Writing a letter to heaven
Writing this letter to my mum in heaven isn’t easy. Although for some people, it may seem absurd to write a letter to someone who passed away, to others, it may be just the perfect way to document their grief. It’s not that they expect an answer or that someone would really read their letters, or even that they would send them. But it may help them connect to their loved ones who can’t be with them any longer.

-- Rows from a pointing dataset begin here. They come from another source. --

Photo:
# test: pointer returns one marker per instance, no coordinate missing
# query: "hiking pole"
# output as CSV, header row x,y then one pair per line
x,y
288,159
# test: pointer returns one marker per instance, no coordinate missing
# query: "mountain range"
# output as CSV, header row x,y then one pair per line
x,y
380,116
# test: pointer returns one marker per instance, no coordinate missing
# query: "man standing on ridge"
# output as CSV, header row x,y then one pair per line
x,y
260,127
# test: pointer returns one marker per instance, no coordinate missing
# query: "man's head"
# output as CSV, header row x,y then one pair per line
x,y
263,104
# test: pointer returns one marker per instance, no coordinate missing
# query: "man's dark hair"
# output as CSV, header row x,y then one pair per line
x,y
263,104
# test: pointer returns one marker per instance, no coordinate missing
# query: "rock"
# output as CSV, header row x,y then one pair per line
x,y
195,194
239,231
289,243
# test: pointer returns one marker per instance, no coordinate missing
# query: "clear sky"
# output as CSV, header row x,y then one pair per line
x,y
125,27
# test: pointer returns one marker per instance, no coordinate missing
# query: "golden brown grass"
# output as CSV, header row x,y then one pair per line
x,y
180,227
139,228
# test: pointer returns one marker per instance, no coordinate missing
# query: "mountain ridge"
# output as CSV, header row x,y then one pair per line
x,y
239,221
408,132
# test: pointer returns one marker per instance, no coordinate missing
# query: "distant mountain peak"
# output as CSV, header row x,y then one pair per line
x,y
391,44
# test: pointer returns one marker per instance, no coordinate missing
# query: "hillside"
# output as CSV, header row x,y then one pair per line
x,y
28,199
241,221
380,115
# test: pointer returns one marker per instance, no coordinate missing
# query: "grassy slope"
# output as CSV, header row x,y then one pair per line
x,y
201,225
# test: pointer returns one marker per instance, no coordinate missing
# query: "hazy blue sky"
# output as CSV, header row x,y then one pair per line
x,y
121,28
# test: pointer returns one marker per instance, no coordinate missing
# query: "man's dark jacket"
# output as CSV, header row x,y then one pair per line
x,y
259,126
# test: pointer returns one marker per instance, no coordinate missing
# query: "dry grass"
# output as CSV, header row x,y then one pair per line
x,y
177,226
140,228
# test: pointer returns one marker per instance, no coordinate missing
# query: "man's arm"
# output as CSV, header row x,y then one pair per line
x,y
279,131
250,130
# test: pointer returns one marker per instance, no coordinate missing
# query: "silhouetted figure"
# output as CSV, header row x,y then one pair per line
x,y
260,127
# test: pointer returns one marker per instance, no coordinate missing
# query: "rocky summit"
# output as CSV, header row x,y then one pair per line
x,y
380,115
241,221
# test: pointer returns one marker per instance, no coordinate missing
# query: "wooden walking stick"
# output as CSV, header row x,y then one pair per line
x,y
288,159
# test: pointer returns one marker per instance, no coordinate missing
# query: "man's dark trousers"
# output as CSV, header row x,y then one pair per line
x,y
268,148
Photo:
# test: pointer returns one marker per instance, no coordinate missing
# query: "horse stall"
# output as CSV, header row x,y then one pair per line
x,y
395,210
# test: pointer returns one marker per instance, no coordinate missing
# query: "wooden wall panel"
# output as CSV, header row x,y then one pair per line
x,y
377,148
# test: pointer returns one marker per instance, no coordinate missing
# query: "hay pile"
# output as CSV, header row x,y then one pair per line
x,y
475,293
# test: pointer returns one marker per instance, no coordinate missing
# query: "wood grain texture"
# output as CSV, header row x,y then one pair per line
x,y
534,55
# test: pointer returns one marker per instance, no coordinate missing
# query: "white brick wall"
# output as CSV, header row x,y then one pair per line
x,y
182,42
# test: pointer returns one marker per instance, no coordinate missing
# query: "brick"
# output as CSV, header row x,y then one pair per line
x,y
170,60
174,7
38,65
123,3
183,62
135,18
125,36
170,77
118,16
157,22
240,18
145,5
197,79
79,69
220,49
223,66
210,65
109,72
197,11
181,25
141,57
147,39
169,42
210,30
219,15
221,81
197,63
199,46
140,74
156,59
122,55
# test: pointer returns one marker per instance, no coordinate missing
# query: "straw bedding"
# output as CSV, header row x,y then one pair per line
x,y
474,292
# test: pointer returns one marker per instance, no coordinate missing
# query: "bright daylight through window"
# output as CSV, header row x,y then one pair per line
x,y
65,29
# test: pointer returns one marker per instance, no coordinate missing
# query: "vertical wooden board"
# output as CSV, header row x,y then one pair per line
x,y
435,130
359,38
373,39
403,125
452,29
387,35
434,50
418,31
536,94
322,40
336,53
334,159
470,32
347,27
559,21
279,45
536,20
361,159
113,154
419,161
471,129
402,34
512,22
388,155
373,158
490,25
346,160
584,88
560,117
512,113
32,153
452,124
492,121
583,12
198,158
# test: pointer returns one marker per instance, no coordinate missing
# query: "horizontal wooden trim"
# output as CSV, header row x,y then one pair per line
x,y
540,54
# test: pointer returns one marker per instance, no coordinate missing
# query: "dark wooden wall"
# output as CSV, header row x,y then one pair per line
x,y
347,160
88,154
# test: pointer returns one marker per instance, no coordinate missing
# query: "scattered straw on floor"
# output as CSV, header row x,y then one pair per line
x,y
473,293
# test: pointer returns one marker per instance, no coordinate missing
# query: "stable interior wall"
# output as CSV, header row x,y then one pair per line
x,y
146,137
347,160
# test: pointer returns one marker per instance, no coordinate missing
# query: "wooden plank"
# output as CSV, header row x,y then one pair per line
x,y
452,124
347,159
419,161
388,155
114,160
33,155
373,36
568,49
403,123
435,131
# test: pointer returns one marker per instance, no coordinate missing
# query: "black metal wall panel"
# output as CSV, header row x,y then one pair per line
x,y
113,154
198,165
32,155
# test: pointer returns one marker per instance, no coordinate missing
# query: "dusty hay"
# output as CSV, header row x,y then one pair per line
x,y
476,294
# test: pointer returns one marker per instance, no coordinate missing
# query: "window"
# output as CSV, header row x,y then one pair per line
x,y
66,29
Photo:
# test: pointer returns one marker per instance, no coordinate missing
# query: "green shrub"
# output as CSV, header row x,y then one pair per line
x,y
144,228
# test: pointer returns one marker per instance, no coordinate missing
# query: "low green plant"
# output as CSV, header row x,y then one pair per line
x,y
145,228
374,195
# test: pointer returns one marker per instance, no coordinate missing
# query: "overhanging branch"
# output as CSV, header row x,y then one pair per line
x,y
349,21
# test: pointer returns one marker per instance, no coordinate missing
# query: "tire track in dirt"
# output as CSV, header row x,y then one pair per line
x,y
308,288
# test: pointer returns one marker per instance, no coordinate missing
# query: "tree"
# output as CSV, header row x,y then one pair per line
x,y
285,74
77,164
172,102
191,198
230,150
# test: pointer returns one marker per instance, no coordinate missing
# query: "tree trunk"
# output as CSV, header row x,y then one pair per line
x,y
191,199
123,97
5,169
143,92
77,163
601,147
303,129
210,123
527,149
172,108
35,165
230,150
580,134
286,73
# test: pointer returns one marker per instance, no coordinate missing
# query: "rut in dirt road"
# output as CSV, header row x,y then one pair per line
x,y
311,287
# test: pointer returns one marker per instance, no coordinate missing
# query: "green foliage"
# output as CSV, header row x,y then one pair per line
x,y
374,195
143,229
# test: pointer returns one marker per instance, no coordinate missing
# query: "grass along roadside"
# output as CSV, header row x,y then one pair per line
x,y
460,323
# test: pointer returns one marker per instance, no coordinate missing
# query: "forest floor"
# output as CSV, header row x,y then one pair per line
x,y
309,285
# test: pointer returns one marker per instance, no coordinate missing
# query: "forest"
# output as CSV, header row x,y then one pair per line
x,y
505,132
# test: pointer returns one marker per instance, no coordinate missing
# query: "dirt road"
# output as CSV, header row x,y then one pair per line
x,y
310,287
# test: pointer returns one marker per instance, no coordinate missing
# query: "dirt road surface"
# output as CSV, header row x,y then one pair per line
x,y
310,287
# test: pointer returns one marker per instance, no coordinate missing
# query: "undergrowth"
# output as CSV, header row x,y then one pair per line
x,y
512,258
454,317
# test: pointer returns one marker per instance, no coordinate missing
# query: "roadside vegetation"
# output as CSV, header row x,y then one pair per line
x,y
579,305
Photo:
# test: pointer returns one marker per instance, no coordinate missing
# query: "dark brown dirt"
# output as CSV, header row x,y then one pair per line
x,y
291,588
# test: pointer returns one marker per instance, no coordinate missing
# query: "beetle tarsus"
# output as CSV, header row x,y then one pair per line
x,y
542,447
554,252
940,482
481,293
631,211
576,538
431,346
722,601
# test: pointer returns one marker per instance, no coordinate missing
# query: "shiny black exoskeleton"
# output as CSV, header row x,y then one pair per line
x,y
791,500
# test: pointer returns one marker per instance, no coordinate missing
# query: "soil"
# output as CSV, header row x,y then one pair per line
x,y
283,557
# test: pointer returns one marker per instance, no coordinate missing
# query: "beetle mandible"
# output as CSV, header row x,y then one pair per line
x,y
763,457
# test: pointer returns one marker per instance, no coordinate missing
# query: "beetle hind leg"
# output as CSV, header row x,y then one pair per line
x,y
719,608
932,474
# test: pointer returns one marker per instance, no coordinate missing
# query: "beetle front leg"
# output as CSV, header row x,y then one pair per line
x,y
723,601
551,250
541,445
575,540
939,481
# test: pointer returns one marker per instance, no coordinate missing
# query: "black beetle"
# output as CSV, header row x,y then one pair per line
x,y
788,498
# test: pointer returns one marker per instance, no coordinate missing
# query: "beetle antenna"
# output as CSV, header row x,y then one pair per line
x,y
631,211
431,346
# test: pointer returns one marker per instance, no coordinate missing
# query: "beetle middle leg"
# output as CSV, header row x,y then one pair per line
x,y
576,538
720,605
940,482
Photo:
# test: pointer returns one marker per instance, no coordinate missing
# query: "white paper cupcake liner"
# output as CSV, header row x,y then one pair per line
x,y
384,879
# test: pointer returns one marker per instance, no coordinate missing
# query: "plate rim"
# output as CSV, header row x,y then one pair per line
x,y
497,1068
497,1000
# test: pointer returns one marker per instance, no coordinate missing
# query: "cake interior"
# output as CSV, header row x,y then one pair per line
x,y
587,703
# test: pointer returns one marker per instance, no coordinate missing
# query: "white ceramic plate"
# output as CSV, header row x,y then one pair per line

At least once a week I used to call my mum, usually at the weekend, and I still miss our calls so much. It felt so empty after she passed away. Suddenly I didn’t have anyone who I could call on the weekends. How would I spend my weekends? It was a part of my weekly routine that wasn’t there any longer. So writing a letter to my mum in heaven is a kind of substitute for the weekend calls. And whilst for many years I would be too overwhelmed to write a letter to my mum in heaven, especially at the anniversary of her death, with the years that have passed I can now even smile whilst writing it.
Until we meet again…
“Whilst writing this letter brought some sorrow to my heart, there is also a smile on my face when I think of you, mum, of all the memories of you, of us, I treasure. It still hurts not to have you here, but now the tears of sadness are lowered by those of appreciation and gratitude. My love for you keeps me going and living my life in your memory. And I’ll always carry you in my heart…until we meet again”.